Part 3: Design Patterns & Idioms for Low-Latency C++ (Revised)

This section focuses on HFT/Quant performance, emphasizing hardware-aware programming.

  • Tutorial 3.1: Static vs. Dynamic Polymorphism (CRTP vs. Virtual Functions)

    • Objective: Understand the performance cost of virtual functions and learn the Curiously Recurring Template Pattern (CRTP) as a zero-cost, compile-time alternative.
    • Hardware Insight: virtual calls can cause branch mispredictions; CRTP enables inlining.
  • Tutorial 3.2: Custom Memory Management & Cache Locality

    • Objective: Understand that heap allocation (new) is slow primarily because it destroys cache locality.
    • Concepts: Memory Pools / Arena Allocators. The key benefit is placing related data contiguously in memory to maximize CPU cache efficiency.
  • Tutorial 3.3: Data-Oriented Design (Struct of Arrays)

    • Objective: Implement a powerful, cache-friendly optimization by changing data layout.
    • Concepts: Switch from Array of Structs (AoS), e.g., vector<Tick>, to Struct of Arrays (SoA), e.g., struct { vector<double> prices; vector<int> volumes; }.
    • Project: Benchmark a calculation on a large dataset using both AoS and SoA layouts to demonstrate the significant performance gain of SoA, which is ideal for cache utilization and SIMD vectorization.
  • Tutorial 3.4: Type-Safe Polymorphism with std::variant

    • Objective: Learn the modern, safe, and performant way to handle objects of different types (e.g., financial events).
    • Concepts: std::variant as a type-safe union and std::visit to operate on the contained types without virtual functions or unsafe casts.

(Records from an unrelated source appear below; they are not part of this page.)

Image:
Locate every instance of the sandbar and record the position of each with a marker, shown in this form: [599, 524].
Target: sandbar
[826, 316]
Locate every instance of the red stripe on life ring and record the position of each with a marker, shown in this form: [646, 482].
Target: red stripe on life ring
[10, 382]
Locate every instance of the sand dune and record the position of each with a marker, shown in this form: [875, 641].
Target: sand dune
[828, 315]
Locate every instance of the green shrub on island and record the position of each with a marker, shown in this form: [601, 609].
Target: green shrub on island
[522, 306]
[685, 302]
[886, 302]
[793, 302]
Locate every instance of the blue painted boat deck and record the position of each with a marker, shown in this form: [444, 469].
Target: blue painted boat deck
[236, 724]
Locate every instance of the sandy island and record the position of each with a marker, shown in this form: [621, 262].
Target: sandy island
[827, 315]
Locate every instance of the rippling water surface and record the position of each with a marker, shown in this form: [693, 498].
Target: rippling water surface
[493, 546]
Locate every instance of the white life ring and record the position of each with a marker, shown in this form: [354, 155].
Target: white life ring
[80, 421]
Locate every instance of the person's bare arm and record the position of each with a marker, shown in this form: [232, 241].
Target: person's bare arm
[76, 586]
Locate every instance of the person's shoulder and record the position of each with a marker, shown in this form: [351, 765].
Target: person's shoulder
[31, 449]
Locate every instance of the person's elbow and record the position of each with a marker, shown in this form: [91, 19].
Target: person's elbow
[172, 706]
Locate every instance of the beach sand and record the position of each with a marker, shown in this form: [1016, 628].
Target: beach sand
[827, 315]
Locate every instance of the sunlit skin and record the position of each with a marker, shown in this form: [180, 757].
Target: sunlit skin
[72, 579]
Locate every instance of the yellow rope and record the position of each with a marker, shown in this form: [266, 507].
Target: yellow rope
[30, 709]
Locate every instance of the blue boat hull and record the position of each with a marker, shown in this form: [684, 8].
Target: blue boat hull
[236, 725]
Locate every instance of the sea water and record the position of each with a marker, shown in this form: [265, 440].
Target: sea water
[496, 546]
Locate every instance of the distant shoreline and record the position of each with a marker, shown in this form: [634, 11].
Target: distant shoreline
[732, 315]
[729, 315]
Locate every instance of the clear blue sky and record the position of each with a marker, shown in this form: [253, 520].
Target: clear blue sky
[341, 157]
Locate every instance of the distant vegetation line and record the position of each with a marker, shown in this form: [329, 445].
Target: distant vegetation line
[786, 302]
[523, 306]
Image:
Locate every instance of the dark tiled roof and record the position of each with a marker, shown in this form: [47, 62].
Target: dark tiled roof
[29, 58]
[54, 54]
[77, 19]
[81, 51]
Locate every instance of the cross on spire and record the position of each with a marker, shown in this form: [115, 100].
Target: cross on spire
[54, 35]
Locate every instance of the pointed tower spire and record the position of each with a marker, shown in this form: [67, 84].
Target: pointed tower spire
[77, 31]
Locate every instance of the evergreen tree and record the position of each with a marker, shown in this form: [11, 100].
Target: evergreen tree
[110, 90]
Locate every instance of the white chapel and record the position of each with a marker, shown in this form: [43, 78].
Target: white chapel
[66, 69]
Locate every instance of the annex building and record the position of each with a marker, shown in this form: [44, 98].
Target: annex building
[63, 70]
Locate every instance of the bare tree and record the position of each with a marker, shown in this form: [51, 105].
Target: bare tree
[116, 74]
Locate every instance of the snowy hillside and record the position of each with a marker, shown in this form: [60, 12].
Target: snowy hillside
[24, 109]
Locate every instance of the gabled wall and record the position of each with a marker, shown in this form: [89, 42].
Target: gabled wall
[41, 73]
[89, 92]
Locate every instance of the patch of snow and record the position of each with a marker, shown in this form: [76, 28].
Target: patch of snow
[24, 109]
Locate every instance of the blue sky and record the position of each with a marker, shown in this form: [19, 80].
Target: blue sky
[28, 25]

Part 4: Additional Essential Material (Revised)

  • Concurrency: std::thread, std::mutex, std::atomic (critical for lock-free code), std::condition_variable.
  • Essential Quant Libraries: Eigen for linear algebra, Boost for various utilities.
  • Advanced Topic - Adjoint Algorithmic Differentiation (AAD): An introduction to the key technique used in modern derivatives pricing for calculating risk sensitivities ("Greeks") efficiently.
  • Further Reading: cppreference.com, "Effective Modern C++" (Scott Meyers), CppCon talks.